Coming out a month too late for Halloween, The Awakening is the story of a mysterious killer who is stalking a group of friends at an exclusive girls' academy. In the beginning our point-of-view character is Francesca, a student new to the school, but after the killings begin the PoV shifts to others, including a detective investigating the case, one of the girls' teachers, and a school administrator who appears to have connections with a secretive religious sect.

Storywise this just didn't work well for me. The stuff at the begining with Francesca and her new firends is well done, but once the plot gets going it starts to fall apart. Besides the aformentioned PoV problem, the dialogue is often stilted and the ending doesn't make much sense--there is no clear motivation for the killer, no explanation of how we was able to perform the killngs unnoticed, and no reason why one of the victims wasn't killed. There's no payoff at the end, and the detective just stumbles on the killer.

On the other hand, the art by Luca Genovese is fantastic.
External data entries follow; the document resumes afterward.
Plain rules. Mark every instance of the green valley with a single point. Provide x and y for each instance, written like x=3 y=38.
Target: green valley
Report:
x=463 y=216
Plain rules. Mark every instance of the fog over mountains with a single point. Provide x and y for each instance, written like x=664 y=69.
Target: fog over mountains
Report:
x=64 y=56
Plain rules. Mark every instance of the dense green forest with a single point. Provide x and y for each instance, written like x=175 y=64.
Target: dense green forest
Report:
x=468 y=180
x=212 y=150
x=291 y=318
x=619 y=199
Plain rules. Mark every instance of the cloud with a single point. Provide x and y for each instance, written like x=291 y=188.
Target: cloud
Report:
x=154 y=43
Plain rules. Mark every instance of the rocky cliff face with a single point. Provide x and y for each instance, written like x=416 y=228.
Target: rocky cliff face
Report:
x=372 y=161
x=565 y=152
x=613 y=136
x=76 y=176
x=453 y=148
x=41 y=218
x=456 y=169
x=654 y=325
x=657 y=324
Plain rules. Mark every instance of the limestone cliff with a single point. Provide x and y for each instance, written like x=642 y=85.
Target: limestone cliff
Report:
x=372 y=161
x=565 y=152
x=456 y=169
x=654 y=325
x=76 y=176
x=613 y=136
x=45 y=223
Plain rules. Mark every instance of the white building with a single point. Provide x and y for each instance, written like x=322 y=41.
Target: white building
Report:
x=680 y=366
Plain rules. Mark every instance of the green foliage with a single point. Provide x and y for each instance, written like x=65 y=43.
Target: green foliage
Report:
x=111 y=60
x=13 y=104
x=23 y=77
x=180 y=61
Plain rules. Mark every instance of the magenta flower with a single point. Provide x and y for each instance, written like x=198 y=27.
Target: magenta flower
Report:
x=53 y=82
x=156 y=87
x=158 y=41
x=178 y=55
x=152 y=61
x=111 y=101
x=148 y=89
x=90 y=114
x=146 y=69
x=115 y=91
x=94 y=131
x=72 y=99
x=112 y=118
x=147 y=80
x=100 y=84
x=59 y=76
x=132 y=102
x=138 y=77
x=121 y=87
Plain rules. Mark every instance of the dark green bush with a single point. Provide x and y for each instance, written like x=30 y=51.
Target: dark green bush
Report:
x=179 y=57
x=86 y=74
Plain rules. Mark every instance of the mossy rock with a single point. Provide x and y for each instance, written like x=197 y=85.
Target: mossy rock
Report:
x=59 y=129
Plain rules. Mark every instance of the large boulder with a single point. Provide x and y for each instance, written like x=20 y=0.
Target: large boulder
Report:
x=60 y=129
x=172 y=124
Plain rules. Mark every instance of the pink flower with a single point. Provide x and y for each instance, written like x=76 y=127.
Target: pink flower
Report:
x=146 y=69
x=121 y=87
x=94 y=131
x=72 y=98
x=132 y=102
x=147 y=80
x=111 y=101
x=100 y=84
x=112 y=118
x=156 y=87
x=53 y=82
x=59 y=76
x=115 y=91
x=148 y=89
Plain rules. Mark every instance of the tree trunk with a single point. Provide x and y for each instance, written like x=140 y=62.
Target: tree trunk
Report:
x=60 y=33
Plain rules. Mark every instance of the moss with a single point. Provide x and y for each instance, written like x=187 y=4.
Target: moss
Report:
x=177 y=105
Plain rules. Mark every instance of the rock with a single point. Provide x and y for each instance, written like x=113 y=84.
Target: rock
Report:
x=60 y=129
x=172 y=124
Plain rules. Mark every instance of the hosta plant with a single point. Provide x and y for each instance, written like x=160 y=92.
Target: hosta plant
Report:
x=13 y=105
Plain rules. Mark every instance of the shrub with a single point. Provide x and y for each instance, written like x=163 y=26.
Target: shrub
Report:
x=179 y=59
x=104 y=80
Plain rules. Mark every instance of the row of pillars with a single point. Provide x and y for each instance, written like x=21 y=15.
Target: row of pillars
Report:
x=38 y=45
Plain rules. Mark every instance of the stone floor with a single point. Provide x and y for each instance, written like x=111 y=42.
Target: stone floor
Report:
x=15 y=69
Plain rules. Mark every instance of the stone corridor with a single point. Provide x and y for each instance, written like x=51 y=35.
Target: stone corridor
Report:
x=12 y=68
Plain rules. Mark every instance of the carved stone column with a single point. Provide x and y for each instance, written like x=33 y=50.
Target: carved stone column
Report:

I knew right from the first page that this was going to be a stunning book to look at, and it did not disappoint. The detailed backgrounds give a great sense of the environment, the figure work is expressive and well-drawn, and the layouts are dynamic. I've never encountered the work of Genovese before; I believe that this is his first work for an English publication (he's Italian), but hopefully there will be much more.

So, if you're looking for some stunning art in a comic, I can recommend The Awakening on that basis alone. But as a mystery/thriller, it comes up short.

Rating: 3 (of 5)

4 comments:

Dave Carter said...

Johanna (of Cognitive Dissonance) has also reviewed The Awakening.

Dave Carter said...

Another review, this one from David Welsh, the Precocious Curmudgeon.

Dave Carter said...

And another, from Kevin at Thought Balloons.

Anonymous said...

Well... Maybe the payoff seems inconsistent because...
*SPOILER WARNING*

that ISN'T necessarily the killer!
The idea is that there is a superior force at work, as the final three pages seem to suggest. It's up to the reader to decide: did he kill the girls? Was he just trying to stop a possessed Francesca from channelling more evil into our world?